Folk fest wine pick: Pheasant’s Tears wine blends traditional elements of Georgian culture

08.10.2015. Artist Jonathan Wurdeman talks in long, precise sentences that can stretch to 10 minutes — passionate, focused and full of details. He wants everyone to understand the intertwining elements of Georgian culture — music, food and wine.

It all started with a CD called “Georgian Folk Music Today.” Wurdeman found it while flipping through albums at Plan 9 Records when he was a teenager. He fell in love with the polyphonic folk music.

While attending the Surikov Institute of Art in Moscow, first as an undergraduate and then as a graduate student, Wurdeman finally was able to visit Georgia, the country on the Baltic Sea [oops, shall we correct this? - HN]. His hosts welcomed him with a feast, lots of poetic toasts with local wine and music performed by the very same musicians on the album he bought so long ago. “I knew then that my connection with Georgia would not be a simple one,” he says.

He moved to the country after graduating and thought he’d focus on music and painting. But the wine grabbed hold of his imagination in a way that he didn’t anticipate.

Traditional Georgian wine isn’t made like any other. Instead of casks, the juice of crushed grapes — along with the stems, skins and seeds — are placed in a qvevri, an egg-shaped clay container that’s buried in the ground. Nothing else is added. Fermentation comes from native yeasts found on in the air and on the skins of the grapes.

“This is called leaving the wine with its mother,” Wurdeman says. “You leave the skins and stems to continue to extract antioxidants and get the natural stabilization that the phenols can give the wine, as well as its pigmentation.”

Natural wine — wine made with no additives — is a movement that’s gained traction throughout the world. Georgian wine seemed a perfect fit for that kind of portfolio.

Wurdeman started Pheasant’s Tears, with vineyards throughout the country, and began producing and exporting the traditionally made, unfiltered wine. [Locate Pheasant’s Tears on Hvino's Georgian wine map:  Map  - HN].

He realized that like most wine, food was needed for the wine to be properly understood and enjoyed. Georgians eat meals composed of a large number of small dishes. And rkatsiteli, an amber wine with unexpected tannins and a round, soft finish, is usually served because it complements a wide variety of food.

So Wurdeman opened a small restaurant at the winery in Sighnaghi, Georgia, which led to a second, and plans to open a third in Georgia’s capital, Tbilisi.

“I wanted to tell the story of Georgian wine,” Wurdeman says. And that story can be complete only when accompanied by food and music.
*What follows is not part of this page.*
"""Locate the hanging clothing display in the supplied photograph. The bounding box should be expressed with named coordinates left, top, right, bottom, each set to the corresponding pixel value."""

Pheasant’s Tears’ wine, both the rkatsiteli and an assertive red, saperavi, can be found at Ellwood Thompson’s Local Market, J. Emerson Fine Wines & Cheese, Southern Season and restaurants in the city. And Wurdeman will be in town with Zedashe, a traditional Georgian polyphonic folk group, which will play at the Richmond Folk Festival on Saturday, Oct. 10, and Sunday, Oct. 11. While here, he’ll also hold a wine tasting at the Beet Café at Ellwood Thompson’s on Thursday, Oct. 8, from 4-6 p.m. along with Zedashe providing the music.